The key looks like a magical object, as if it will open a doorway to another life, and it kind of will. If Mom can stand up to Dad, maybe I can stand to do something equally spectacular.
I go
upstairs, my hand gripped around the key, feeling good. When I open the door, the replica of the ring I painted lights up with the sun sitting low on the horizon, just as it did the first time Leah came to me. I blink and rub my eyes. I know she’s not coming. She never actually did. But that doesn’t mean I can’t tell our story. We were sisters with secrets, that’s true, but we were sisters first and foremost.
I turn on my music and start to paint—small, big, and medium-sized flowers. All the same simple shape. Some I just outline and others I fill in. I try my best to match the colors of my memories of us together. I mix my palette to match the colors of Leah’s favorite nail polishes, the ones I always borrowed. I’m a Pisa Work red for when we went to see Scream 4. Shatter Me for the time she and I went shopping for New Year’s outfits. Hyacinth blue, my favorite Cape Cod color. When I’m finished with my creation, I stand back and look at what I’ve done. I’m happy with my new work in progress.
I’m just finishing up one of the flowers when my phone vibrates.
Hey. John Strickland. Can you meet me? I have something for you.
Why would he want to meet with me? Is meeting him really a good idea? But it’s not like I can turn him down. He knew Leah even better than I did. If he wants to meet, I’m there.
Yes. Where?
I’m at the end of your street.
I race down the stairs. “Mom?”
She looks up from her cutting board. “Yeah?”
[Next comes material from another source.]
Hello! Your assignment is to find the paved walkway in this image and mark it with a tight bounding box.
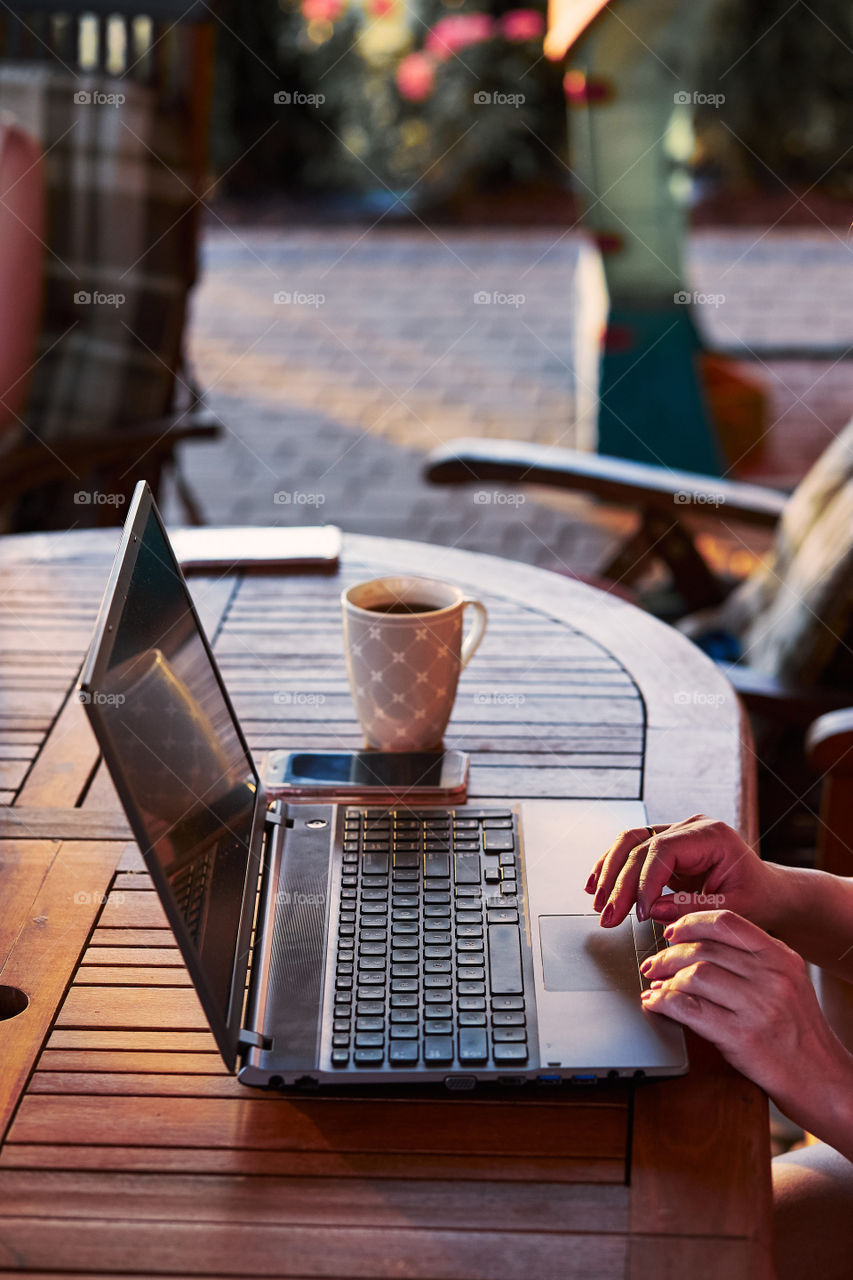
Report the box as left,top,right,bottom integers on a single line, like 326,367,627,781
165,228,853,572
“I’ll just be a few. Need to get some homework from a friend.”
She pauses her chopping. “You want me to drive you?”
I give her a kiss on the cheek. “Nah. I’m good.”
I walk down my street to his waiting Jeep. The beginnings of a cold drizzle are starting to fall. I pull my hood up and my jacket closed.
He puts his hand out the window and waves me over.
“Hey, Allie.”
I walk over and lean in his window.
“Get in?” He nods to the passenger-side door. I almost hesitate. Who am I to get in a car alone with John Strickland? When I climb in next to him and shut the door, he says, “I want to give you something.”
I put my hands up. “I’m not really doing that anymore…”
“I’m not talking pills, Allie. I’m never going to give you pills again. Seriously, don’t ask. Not for you.”